| C'era
una volta in un paese lontano un povero vecchio
mugnaio. L'uomo aveva tre figli e per farli crescere
aveva ormai speso tutti i suoi risparmi; i suoi
unici beni erano un vecchio mulino, un asino ed
un gatto grigio.
Il
mugnaio era molto vecchio ed un giorno, sentendosi
ormai vicino alla morte, radunò i suoi
ragazzi e gli disse: "Miei cari, voglio dividere
tra di voi i miei averi. A te, che sei il più
grande, lascio il mulino. A te invece l'asino
e a te, che sei il più piccolo, lascio
il mio amato gatto."
Pochi
giorni dopo il mugnaio morì. Il giovane
che aveva avuto in eredità il gatto non
era per nulla soddisfatto.
"Non
è giusto", si lamentava, "i miei
fratelli possono mettersi d'accordo, lavorare
e guadagnarsi da vivere con il mulino e l'asino,
ma io che cosa ci faccio con un gatto?
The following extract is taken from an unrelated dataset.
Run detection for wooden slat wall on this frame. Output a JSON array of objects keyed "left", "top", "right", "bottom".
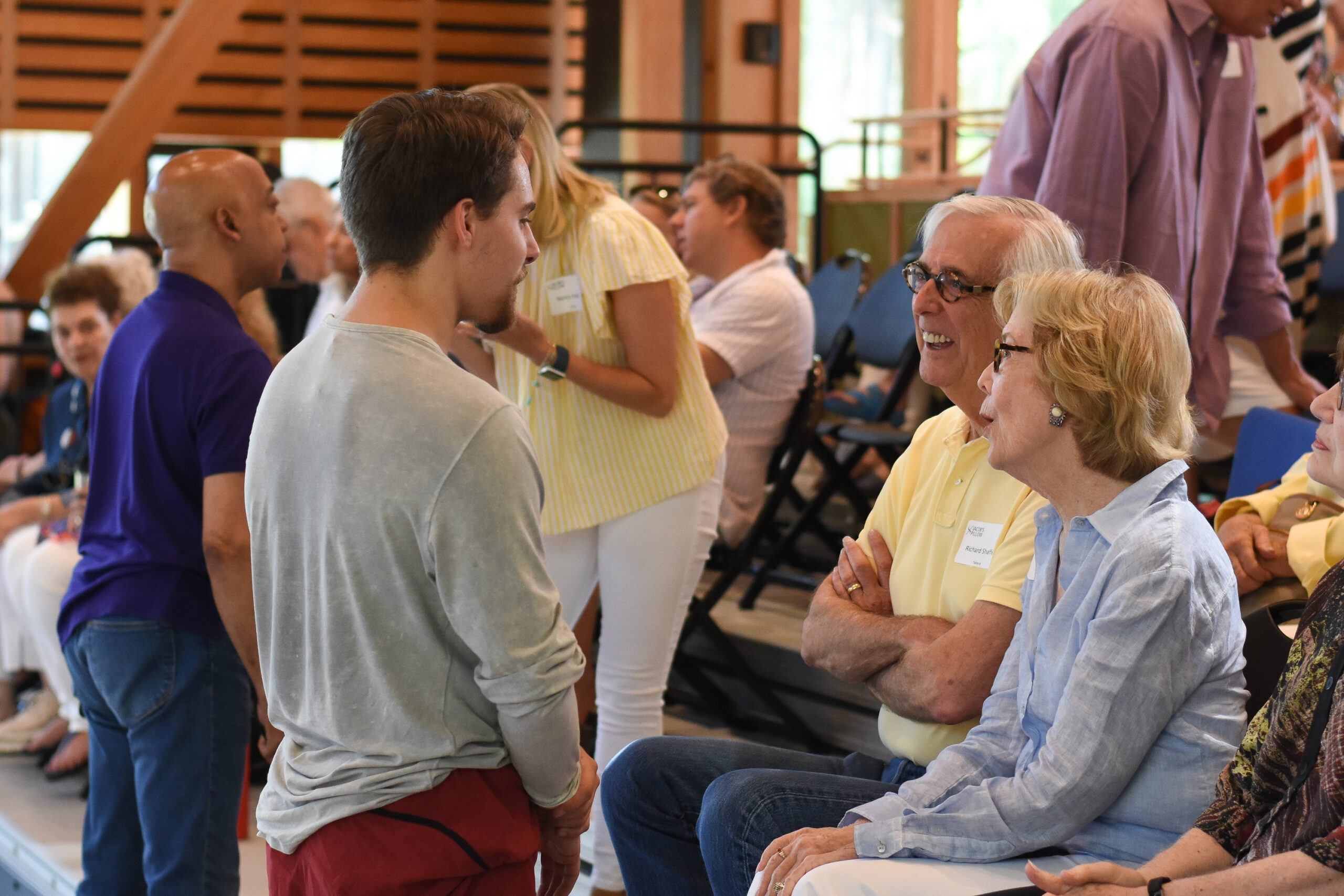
[{"left": 0, "top": 0, "right": 585, "bottom": 137}]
Potrei
solo mangiarmelo e poi cucirmi un bel manicotto
con il suo pelo per scaldarmi le mani d'inverno!"
Ascoltando
quelle parole, subito il gatto drizzò le
orecchie e, molto preoccupato di finire davvero
arrostito, decise di intervenire in aiuto del
suo nuovo padrone.
"Non
disperarti così, padrone mio!", disse
con un sorriso furbo. "Fidati di me, troveremo
un modo per sopravvivere! Prima di tutto devi
procurarmi subito un paio di stivali di cuoio,
un cappello con la piuma ed un sacco di tela robusta."
Il
giovane era un po' stupito, perchè proprio
non riusciva ad immaginare che cosa avrebbe potuto
fare un gatto con un cappello, un sacco di tela
ed un paio di stivali. Alla fine però,
pensando che in fondo non aveva nulla da perdere,
decise di accontentarlo e, con i pochi risparmi
che possedeva, procurò al gatto tutto ciò
che gli aveva chiesta. Così, dopo aver
indossato gli stivali ed un bel cappello rosso,
salutò il padrone e si diresse nel bosco.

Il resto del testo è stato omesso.